Hansol taps a smaller cylindrical piece attached to one end of the scope. "Look in here," he instructs, and she obeys, her arm brushing his as she does. She's too absorbed in the wonder that is the sight she's seeing to notice him stiffen, then relax, like someone diving into cold water and take a few seconds to get used to the sensation.

She closes one eye and looks into the lens. The moon is full and bright and beautiful, and her lips part in awe as she takes in the sight of all its craters and the shimmery bits, like silvery dust coating it. It's not like she hasn't seen HD pictures of the moon before, but seeing it through an actual telescope, albeit a smaller one, is a novelty that doesn't feel like it's going to wear away quickly. Somehow, it feels almost personal.

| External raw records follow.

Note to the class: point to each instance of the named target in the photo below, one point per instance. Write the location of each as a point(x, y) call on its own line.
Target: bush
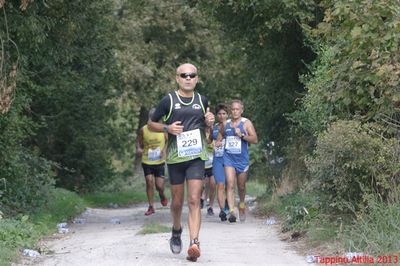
point(376, 232)
point(27, 180)
point(350, 163)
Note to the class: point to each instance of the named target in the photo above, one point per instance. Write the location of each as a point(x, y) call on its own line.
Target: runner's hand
point(218, 144)
point(175, 128)
point(209, 117)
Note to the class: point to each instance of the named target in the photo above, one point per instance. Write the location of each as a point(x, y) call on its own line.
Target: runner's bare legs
point(194, 187)
point(177, 193)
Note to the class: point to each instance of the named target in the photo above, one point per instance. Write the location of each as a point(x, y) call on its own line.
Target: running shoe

"It's beautiful, isn't it?" Vernon asks, tone wistful, and she pulls away from the sight. She can barely see anything in the dark, but his face is aglow in the moonlight, like a firefly. "Lucky you picked the day the full moon was going to bloom."

One corner of her lips goes up in a smile, and he glances at her quizzically. "Nothing," she says, still smiling, and looks away briefly before turning her face back to him. "You said 'bloom'. I've never heard someone saying the moon blooms."